O PCP não pode dar sinais de fraqueza, tem de manter acesa a chama dos militantes, não pode deixar que ela esmoreça.

Só que, ao não desistir do Congresso, o Partido Comunista se colocou à margem dos outros partidos e sobretudo dos portugueses.

Os portugueses estavam proibidos de sair de casa, de circular entre concelhos, e os comunistas fizeram-no.

De certo modo, atuaram como se estivessem ainda no tempo da clandestinidade: temos todos contra nós, mas não desistimos e vamos em frente.

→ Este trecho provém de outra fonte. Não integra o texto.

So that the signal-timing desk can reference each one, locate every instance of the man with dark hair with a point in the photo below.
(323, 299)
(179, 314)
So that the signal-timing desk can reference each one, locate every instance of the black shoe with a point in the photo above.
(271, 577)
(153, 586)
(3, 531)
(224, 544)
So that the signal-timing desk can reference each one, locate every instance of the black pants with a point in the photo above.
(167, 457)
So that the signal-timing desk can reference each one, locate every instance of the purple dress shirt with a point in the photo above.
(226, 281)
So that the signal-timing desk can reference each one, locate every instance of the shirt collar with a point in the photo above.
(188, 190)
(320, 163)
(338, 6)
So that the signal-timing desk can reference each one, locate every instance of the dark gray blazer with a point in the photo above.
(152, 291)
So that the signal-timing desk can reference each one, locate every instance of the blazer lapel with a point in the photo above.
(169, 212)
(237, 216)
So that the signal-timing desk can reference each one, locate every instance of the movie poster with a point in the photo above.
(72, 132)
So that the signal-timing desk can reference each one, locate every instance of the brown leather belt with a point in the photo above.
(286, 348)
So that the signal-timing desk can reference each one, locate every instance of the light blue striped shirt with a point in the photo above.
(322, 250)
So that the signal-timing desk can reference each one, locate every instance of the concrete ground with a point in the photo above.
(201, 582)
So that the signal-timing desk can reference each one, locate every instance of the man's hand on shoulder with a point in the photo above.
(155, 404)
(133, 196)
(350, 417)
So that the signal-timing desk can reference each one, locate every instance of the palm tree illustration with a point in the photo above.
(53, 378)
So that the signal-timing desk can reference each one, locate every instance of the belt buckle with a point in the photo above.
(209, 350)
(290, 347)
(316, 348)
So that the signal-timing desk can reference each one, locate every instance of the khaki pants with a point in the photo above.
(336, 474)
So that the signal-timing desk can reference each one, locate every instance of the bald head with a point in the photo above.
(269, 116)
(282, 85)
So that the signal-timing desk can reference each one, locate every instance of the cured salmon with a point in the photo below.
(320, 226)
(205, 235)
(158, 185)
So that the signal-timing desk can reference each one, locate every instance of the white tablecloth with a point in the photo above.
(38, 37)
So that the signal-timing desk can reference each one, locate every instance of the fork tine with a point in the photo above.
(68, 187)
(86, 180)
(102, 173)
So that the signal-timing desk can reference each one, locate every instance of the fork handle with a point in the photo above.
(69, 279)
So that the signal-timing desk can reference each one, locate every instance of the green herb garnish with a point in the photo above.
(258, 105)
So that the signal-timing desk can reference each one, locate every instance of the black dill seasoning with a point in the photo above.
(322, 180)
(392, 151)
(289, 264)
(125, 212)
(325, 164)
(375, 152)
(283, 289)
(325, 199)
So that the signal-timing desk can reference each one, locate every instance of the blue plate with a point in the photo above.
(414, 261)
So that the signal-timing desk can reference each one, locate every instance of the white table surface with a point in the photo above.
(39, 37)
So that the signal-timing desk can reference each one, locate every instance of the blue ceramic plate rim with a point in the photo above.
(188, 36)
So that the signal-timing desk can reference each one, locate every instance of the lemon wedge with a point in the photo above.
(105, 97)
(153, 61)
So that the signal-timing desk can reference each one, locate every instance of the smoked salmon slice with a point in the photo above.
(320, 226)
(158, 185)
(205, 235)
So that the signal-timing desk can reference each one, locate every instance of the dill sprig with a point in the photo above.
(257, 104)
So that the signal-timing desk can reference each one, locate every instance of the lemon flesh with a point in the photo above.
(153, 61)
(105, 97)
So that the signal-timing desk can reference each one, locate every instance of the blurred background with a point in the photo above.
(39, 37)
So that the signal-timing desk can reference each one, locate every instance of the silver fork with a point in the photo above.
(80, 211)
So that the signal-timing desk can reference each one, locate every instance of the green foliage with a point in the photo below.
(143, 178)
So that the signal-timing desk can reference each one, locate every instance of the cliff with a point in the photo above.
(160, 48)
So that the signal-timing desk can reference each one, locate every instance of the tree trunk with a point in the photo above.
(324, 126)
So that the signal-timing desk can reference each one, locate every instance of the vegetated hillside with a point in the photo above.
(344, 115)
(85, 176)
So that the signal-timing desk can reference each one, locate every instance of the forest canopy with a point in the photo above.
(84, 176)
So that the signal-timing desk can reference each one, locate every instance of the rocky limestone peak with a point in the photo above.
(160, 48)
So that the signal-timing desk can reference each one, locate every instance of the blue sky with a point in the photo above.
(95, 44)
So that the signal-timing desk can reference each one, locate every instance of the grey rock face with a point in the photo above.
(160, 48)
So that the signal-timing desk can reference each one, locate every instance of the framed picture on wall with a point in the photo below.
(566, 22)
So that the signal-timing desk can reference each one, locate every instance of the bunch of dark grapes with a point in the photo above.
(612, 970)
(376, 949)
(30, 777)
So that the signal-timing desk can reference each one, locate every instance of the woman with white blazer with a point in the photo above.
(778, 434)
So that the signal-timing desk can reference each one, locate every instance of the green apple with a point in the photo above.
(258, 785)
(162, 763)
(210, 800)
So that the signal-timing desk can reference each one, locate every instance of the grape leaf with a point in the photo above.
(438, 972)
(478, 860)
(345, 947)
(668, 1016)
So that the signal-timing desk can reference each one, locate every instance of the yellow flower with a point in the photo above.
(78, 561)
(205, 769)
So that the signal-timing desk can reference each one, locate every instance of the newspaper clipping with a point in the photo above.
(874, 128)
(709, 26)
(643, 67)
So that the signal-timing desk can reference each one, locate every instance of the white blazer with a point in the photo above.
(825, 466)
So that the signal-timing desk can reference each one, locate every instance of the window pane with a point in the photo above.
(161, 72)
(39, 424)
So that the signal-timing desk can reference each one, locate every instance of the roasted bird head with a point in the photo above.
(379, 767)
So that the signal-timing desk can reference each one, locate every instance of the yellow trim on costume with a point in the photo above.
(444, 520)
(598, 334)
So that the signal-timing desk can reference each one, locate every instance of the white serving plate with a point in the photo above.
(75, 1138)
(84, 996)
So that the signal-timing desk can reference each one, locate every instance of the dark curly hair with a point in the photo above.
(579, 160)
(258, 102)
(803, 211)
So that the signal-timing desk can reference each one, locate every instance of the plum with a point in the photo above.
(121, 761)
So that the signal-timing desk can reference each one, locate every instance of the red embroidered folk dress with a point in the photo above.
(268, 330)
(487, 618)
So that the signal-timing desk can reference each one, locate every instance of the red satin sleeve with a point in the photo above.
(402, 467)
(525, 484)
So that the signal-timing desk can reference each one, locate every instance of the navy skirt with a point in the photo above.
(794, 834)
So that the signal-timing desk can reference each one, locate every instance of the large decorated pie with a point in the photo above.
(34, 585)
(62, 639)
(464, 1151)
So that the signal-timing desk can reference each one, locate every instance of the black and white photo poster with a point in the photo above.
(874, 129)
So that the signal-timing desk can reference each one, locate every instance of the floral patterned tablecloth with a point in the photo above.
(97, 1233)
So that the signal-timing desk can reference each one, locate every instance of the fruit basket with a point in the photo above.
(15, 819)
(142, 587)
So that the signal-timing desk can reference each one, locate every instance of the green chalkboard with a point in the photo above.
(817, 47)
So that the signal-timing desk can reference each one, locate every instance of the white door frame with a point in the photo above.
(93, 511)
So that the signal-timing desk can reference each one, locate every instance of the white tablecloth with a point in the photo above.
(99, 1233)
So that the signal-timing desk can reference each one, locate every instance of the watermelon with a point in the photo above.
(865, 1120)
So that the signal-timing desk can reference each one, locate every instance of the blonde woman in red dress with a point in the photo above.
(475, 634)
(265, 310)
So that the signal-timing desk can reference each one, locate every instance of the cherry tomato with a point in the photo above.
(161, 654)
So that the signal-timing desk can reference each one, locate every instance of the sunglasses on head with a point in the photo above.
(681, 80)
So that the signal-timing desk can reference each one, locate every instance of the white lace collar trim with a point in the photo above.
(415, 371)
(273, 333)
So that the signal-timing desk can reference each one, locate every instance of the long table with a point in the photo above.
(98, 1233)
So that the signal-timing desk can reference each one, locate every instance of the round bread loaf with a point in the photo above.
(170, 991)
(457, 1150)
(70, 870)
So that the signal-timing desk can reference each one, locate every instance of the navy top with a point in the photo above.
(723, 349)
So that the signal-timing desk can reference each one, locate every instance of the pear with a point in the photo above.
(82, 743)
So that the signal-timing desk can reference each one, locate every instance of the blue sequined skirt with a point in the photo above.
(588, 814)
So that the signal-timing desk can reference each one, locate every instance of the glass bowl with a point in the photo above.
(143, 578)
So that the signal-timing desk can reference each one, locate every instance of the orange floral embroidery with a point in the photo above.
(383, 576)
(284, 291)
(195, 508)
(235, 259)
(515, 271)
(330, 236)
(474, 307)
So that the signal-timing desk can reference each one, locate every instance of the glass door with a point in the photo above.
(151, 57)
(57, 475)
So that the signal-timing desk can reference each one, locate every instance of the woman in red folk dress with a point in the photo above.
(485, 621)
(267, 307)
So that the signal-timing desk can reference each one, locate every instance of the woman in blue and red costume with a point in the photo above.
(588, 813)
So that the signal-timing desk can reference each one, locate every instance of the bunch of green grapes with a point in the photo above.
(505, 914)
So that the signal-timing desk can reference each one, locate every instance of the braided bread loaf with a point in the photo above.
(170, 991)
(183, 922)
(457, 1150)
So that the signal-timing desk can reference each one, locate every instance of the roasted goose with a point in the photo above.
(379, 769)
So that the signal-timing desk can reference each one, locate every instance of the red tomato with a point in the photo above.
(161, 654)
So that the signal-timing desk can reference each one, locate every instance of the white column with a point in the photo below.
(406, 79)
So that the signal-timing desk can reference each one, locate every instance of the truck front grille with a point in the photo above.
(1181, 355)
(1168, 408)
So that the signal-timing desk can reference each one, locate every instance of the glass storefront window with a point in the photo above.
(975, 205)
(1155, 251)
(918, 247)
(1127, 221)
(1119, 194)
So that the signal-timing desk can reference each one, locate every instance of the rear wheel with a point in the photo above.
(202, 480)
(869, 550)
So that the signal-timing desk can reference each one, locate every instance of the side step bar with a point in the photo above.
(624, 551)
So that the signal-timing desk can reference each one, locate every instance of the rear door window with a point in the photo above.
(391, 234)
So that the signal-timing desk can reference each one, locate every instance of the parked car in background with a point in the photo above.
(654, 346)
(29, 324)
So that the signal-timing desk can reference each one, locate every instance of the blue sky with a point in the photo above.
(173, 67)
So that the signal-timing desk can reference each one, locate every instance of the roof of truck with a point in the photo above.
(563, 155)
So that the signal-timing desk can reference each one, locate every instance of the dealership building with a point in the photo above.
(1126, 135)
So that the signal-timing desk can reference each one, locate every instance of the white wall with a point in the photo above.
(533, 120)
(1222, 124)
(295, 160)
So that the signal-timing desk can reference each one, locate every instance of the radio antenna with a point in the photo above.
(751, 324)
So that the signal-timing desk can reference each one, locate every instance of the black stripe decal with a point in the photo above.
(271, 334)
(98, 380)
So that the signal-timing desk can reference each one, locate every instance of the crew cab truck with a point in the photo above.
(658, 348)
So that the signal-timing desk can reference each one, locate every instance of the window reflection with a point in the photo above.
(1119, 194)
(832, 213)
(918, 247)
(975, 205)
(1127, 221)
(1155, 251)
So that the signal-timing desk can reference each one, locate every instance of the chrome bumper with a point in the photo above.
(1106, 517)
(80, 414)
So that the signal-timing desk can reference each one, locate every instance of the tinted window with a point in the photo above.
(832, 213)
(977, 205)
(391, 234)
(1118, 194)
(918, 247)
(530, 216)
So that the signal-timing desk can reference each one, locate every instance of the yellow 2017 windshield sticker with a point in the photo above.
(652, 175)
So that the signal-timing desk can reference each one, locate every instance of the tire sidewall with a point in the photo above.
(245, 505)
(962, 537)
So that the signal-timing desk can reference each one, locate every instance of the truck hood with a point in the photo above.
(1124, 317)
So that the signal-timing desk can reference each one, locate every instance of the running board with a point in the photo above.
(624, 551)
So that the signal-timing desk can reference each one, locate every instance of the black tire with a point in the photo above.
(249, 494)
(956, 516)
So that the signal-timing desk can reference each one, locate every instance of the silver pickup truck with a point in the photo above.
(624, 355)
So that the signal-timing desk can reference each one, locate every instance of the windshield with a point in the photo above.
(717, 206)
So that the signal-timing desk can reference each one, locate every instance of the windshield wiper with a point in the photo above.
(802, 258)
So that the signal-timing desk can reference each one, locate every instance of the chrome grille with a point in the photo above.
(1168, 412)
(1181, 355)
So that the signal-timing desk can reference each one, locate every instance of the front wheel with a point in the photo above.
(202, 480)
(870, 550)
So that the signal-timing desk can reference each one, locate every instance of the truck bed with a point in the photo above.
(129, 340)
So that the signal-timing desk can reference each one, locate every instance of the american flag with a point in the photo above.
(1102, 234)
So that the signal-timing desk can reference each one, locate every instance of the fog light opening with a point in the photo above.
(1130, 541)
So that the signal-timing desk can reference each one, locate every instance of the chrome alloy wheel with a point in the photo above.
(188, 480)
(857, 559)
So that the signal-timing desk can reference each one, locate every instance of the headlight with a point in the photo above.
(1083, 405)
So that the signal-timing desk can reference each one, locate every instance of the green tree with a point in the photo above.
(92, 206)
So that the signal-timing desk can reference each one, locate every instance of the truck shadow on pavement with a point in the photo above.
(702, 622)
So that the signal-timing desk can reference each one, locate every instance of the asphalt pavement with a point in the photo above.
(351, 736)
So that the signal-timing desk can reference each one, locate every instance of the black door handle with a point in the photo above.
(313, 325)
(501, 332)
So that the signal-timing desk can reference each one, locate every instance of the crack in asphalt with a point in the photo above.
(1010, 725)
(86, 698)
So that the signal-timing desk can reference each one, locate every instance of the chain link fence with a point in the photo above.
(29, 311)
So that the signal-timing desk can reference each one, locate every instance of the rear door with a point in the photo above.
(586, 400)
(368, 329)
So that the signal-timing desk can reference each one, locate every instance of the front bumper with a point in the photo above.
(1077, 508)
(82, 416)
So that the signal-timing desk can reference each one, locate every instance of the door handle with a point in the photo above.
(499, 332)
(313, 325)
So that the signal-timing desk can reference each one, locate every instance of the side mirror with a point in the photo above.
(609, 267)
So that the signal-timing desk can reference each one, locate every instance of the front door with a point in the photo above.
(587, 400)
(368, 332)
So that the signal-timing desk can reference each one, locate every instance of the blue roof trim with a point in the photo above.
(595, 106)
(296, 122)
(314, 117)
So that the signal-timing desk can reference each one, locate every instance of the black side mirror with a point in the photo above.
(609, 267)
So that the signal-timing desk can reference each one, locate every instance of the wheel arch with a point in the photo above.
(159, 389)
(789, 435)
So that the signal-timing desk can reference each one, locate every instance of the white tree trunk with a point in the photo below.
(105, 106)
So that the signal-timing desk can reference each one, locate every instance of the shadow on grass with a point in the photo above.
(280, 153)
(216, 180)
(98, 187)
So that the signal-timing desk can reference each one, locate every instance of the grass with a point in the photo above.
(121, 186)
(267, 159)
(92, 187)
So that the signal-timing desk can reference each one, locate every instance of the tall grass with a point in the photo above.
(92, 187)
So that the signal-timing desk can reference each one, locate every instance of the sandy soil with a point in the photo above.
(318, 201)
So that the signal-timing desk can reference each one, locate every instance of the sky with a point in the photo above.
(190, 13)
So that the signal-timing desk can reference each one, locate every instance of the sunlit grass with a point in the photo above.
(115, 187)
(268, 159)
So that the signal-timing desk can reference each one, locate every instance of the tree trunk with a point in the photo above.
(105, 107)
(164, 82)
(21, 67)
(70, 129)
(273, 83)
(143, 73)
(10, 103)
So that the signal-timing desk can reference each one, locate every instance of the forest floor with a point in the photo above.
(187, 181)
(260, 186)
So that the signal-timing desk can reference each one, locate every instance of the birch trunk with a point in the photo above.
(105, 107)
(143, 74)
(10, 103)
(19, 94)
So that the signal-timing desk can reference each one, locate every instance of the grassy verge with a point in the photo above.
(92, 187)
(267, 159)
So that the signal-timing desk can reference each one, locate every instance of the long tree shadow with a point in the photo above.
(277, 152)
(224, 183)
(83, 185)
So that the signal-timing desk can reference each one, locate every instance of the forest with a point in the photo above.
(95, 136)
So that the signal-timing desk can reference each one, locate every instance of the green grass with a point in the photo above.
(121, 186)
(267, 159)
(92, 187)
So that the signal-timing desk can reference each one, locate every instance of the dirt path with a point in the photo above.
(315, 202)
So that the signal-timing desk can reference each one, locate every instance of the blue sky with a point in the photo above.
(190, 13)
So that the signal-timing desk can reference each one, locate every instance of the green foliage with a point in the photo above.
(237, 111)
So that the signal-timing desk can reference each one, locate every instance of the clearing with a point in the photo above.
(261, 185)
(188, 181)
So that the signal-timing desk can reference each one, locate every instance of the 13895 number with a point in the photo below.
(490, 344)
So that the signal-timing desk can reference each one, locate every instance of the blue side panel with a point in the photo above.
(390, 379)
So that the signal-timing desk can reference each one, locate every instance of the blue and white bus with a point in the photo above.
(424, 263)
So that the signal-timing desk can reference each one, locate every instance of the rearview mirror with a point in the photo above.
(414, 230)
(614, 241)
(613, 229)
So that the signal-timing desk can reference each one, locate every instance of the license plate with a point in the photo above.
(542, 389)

Sucede que, se numa ditadura isso é visto como um ato de resistência e heroísmo, numa democracia é olhado como um sinal de arrogância e desprezo pelo comum dos cidadãos.

E aqui é que o primeiro-ministro poderia ter agido de forma um pouco diferente.

António Costa veio a público dizer que «uma lei de 1986» (leia-se, do tempo de Cavaco Silva) não permite que as atividades políticas sejam canceladas.

Mas as leis não se mudam, são eternas?

E o Estado de emergência não serve exatamente para suspender as leis em vigor e restringir as liberdades?

E sendo os políticos que fazem as leis, será aceitável que estabeleçam restrições para os outros e se coloquem a si próprios acima da lei, em situação de exceção?

Será isto admissível?

Assim, António Costa fez mal em vir a público explicar que a lei impossibilitava a proibição do Congresso do PCP.

É que, com essa intervenção, chamou a atenção para um privilégio imoral da classe política.

No fundo, disse: essa é uma prerrogativa dos partidos políticos que não pode ser mudada.

Aí esteve o erro da mensagem. António Costa deveria ter posto a questão doutro modo.

Recorde-se que, quando foi legislada a proibição de circulação entre concelhos, ainda não estava em vigor o estado de emergência.

Mas o Governo, mesmo assim, decretou-o – o que até levou Marcelo Rebelo de Sousa a explicar que «não se tratava de uma proibição mas de uma recomendação», pois a lei não permitia essa restrição das liberdades.

Ora, neste caso, Costa poderia ter intervindo exatamente no mesmo sentido.

E nem precisava de falar no PCP.

Poderia ter dito: a lei não permite a proibição de atividades políticas, mas o Governo ‘recomenda’ que os partidos as não realizem neste período em que a liberdade de circulação dos cidadãos está suspensa.

Se fizesse isto, ter-se-ia demarcado da teimosia dos comunistas.                                             

Assim, surgiu como cúmplice dela. São estes privilégios que vão cavando o fosso entre as pessoas e os políticos.                               

Quando os políticos fazem leis especiais para si próprios e se protegem uns aos outros, é natural que as pessoas se cansem e comecem a não acreditar em ninguém. Eu percebo o desespero do PCP. Mas todo este episódio do Congresso foi péssimo para a democracia. Não prega ela, exatamente, a igualdade de todos perante a lei?